Due to the high diversity, the existence of numerous small and hard to
identify species, and the majority of species being undiscovered, it has
proven difficult to resolve the phylogeny of the ichneumonids. Even the relationships between subfamilies are unclear. The sheer diversity also means DNA sequence data is only available for a tiny fraction of the species, and detailed cladistic studies require major computing capacity.
Extensive catalogues of the ichneumonids include those by Aubert, Gauld, Perkins, and Townes.
Due to the taxonomic difficulties involved, however, their
classifications and terminology are often confusingly contradictory.
Several prominent authors have gone as far as to publish major reviews
that defy the International Code of Zoological Nomenclature.
The large number of species in Ichneumonidae may be due to the
evolution of parasitoidism in hymenoptera, which occurred approximately
247 million years ago. Ichneumonidae is the basal branch of Apocrita,
the lineage in which parasitoidism in hymenoptera evolved, and some
ichneumonids are thought to have been in stasis for millions of years
and closely resemble the common ancestor in which parasitoidism evolved.
This common ancestor was likely an Ectoparasitoid woodwasp that parasitized wood-boring beetle larvae in trees. The family has existed since at least the Early Cretaceous (ca. 125 mya), but may have appeared some time before.

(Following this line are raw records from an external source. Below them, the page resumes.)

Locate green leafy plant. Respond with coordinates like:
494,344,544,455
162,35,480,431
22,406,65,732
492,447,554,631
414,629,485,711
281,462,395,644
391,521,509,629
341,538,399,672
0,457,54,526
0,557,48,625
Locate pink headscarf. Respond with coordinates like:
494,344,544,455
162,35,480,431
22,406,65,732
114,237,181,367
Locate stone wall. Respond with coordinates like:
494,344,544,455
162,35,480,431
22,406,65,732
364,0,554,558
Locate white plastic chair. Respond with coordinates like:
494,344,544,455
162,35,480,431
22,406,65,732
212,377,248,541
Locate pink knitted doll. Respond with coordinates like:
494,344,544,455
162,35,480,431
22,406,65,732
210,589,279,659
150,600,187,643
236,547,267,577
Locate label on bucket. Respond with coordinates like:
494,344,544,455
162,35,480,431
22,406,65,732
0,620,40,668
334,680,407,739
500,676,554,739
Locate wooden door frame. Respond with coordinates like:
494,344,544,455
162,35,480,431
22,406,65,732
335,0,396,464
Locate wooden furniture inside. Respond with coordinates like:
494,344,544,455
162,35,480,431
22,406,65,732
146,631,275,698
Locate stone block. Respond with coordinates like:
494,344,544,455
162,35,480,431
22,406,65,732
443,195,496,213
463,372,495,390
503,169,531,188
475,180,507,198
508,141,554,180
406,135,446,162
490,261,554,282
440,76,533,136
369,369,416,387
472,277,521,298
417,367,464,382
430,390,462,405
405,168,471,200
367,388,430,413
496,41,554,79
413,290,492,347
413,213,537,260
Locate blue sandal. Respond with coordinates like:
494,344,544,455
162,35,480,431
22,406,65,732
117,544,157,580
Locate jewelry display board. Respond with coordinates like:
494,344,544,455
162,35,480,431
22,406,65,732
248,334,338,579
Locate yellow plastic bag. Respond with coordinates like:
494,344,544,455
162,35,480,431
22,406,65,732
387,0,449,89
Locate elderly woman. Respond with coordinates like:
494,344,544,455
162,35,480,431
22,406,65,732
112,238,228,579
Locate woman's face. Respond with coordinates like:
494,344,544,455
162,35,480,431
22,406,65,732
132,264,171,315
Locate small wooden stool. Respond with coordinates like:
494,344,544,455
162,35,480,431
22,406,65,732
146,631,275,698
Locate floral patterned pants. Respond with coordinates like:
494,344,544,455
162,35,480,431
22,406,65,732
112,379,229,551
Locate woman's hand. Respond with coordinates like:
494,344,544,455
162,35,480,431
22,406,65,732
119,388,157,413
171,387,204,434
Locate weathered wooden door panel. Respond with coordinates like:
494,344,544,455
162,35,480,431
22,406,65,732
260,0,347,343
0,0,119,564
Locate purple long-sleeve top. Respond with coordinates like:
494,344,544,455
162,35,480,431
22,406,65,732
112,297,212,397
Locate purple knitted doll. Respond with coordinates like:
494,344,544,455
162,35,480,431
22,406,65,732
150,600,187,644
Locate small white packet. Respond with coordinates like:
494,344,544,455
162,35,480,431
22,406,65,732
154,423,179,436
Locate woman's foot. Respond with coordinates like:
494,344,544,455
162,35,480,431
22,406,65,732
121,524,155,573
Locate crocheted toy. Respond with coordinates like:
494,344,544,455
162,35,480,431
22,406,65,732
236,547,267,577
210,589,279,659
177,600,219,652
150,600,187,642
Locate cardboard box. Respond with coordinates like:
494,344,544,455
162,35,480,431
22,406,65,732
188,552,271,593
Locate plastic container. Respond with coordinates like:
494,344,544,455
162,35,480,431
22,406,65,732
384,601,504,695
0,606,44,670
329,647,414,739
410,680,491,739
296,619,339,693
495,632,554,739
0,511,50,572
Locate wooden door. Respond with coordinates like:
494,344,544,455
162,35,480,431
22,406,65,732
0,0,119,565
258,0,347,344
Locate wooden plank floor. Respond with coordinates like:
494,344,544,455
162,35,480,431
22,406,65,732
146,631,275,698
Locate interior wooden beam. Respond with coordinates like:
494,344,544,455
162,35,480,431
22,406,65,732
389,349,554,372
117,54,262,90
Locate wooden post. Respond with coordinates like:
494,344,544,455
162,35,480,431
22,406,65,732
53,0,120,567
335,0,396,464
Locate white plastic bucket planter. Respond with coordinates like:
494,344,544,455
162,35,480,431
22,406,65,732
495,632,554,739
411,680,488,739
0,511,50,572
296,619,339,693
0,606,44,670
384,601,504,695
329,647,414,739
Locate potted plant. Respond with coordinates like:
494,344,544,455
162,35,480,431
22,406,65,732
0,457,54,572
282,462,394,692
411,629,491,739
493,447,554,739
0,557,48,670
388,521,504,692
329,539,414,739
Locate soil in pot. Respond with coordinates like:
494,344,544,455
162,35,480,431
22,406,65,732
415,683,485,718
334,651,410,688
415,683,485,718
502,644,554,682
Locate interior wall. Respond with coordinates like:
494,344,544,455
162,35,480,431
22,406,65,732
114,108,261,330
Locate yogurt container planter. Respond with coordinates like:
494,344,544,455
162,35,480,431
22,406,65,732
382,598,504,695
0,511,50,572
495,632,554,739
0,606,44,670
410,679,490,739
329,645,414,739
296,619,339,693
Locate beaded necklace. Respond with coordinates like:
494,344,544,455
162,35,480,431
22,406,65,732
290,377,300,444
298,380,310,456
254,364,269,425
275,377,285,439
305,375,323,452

It diversified during the Oligocene.
Subfamilies
In 1999, the ichneumonids were divided into 39 subfamilies, whose names and definitions have varied considerably. Masoninae were added in 2019. The phylogenetic relationships between the subfamilies are still unclear.
- Acaenitinae
- Adelognathinae
- Agriotypinae
- Anomaloninae (= Anomalinae)
- Banchinae
- Brachycyrtinae (sometimes included in Labeninae)

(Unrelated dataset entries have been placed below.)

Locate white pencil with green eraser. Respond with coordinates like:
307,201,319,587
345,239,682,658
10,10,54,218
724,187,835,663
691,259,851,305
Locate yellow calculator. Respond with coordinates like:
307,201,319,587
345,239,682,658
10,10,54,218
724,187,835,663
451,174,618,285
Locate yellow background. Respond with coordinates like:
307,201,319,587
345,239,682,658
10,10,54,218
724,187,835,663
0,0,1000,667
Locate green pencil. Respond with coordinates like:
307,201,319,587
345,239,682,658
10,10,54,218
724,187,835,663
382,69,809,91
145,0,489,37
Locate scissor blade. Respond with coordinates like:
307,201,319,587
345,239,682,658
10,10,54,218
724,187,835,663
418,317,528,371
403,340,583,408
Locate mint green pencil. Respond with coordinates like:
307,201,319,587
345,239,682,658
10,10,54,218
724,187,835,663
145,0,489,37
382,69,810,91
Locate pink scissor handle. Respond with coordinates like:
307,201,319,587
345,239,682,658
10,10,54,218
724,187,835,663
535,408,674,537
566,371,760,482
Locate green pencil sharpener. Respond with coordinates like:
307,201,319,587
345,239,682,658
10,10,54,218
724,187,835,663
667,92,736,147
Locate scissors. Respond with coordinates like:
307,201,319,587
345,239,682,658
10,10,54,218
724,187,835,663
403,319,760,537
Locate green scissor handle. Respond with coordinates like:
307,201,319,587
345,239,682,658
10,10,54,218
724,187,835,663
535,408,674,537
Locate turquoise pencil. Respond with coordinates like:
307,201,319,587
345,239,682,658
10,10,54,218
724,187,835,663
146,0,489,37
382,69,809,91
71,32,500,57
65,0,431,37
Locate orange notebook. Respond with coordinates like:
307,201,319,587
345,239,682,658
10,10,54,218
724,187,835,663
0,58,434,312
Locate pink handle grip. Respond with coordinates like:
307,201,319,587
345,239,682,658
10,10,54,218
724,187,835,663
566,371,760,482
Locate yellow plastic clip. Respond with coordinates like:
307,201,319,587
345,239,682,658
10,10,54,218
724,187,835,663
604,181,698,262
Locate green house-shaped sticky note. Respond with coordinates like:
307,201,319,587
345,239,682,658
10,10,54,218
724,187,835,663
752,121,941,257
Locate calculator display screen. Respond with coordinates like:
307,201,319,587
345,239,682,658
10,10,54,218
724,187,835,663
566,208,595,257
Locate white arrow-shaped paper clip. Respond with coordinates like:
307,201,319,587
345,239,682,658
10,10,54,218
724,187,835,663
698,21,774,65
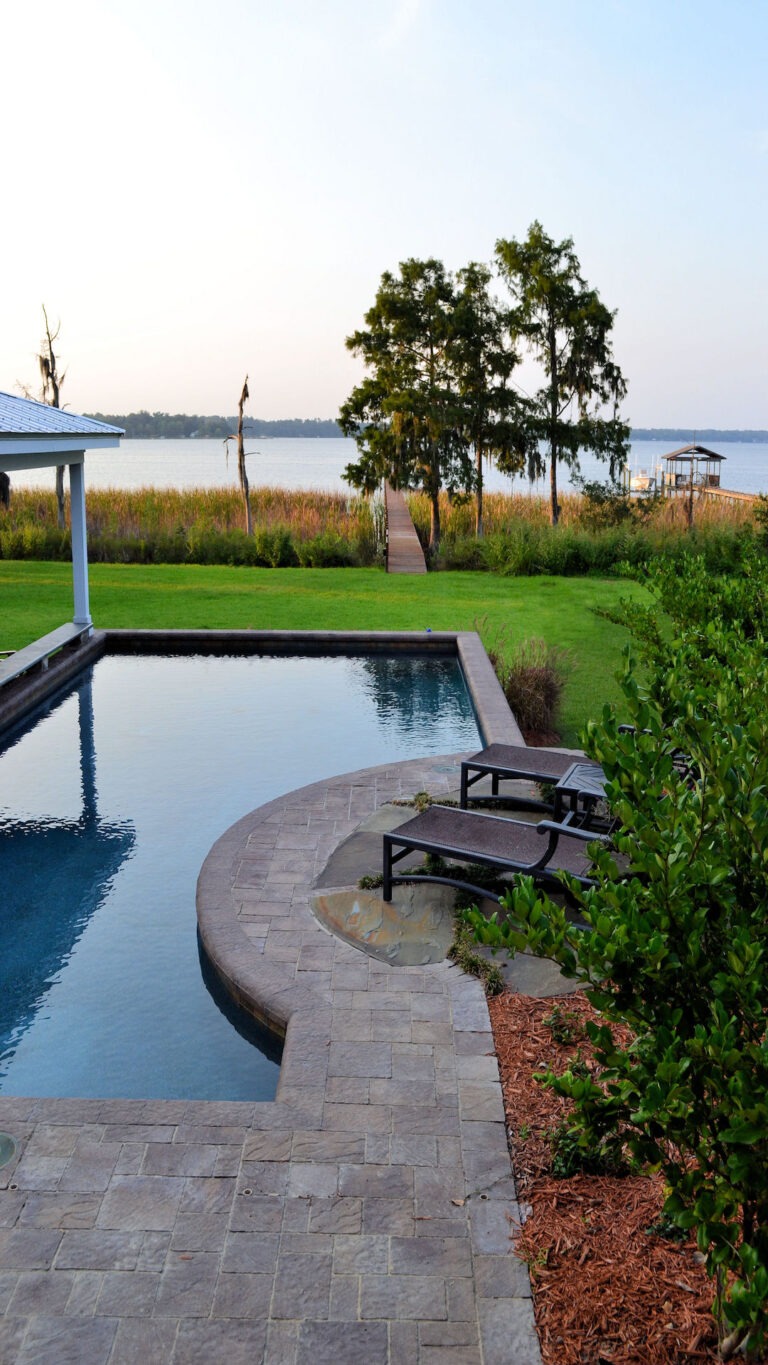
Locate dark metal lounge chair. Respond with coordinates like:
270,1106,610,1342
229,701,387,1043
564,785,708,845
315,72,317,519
460,744,599,811
383,805,607,901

- Campopleginae (= Porizontinae)
- Collyriinae
- Cremastinae
- Cryptinae (= Gelinae, Hemitelinae, Phygadeuontinae)
- Ctenopelmatinae (= Scolobatinae)
- Cylloceriinae (sometimes included in Microleptinae)
- Diacritinae (sometimes included in Pimplinae)
- Diplazontinae
- Eucerotinae (sometimes included in Tryphoninae)
- Hybrizontinae (= Paxylommatinae) (sometimes placed in own family)
- Ichneumoninae
- Labeninae (= Labiinae)
- Labenopimplinae (extinct)
- Lycorininae (sometimes included in Banchinae)
- Masoninae
- Mesochorinae
- Metopiinae
- Microleptinae
- Neorhacodinae (sometimes included in Banchinae)
- Nesomesochorinae
- Ophioninae
- Orthocentrinae (sometimes included in Microleptinae)
- Orthopelmatinae
- Oxytorinae
- Pedunculinae
- Phrudinae
- Pimplinae (= Ephialtinae)
- Poemeniinae (sometimes included in Pimplinae)
- Rhyssinae (sometimes included in Pimplinae)
- Sisyrostolinae (sometimes included in Phrudinae)
- Stilbopinae (sometimes included in Banchinae)
- Tatogastrinae (sometimes included in Microleptinae)
- Tersilochinae
- Tryphoninae
- Xanthocryptus novozealandicus
- Xoridinae
Famous ichneumonologists
Famous ichneumonologists include:
- Jacques Aubert
- Carl Gustav Alexander Brischke
- Peter Cameron
- Arnold Förster
- Johann Ludwig Christian Gravenhorst
- Alexander Henry Haliday
- Gerd Heinrich
- August Emil Holmgren
- Joseph Kriechbaumer
- Thomas Ansell Marshall
- Henry Keith Townes
- David Wahl
- Constantin Wesmael
Darwin and the Ichneumonidae
The
apparent cruelty of the ichneumonids troubled philosophers,
naturalists, and theologians in the 19th century, who found the
parasitoid life style inconsistent with the notion of a world created by
a loving and benevolent God. Charles Darwin
found the example of the Ichneumonidae so troubling that it contributed
to his increasing doubts about the nature and existence of a Creator.
In an 1860 letter to the American naturalist Asa Gray, Darwin wrote:
I own that I cannot see as plainly as others do, and as I should wish to do, evidence of design and beneficence on all sides of us. There seems to me too much misery in the world. I cannot persuade myself that a beneficent and omnipotent God would have designedly created the Ichneumonidae with the express intention of their feeding within the living bodies of Caterpillars, or that a cat should play with mice.
Some more recent researchers have disagreed with this, citing the
important role fulfilled by Ichneumonidae as regulators of insect
populations, both in natural and semi-natural systems. This makes them
promising agents for biological control.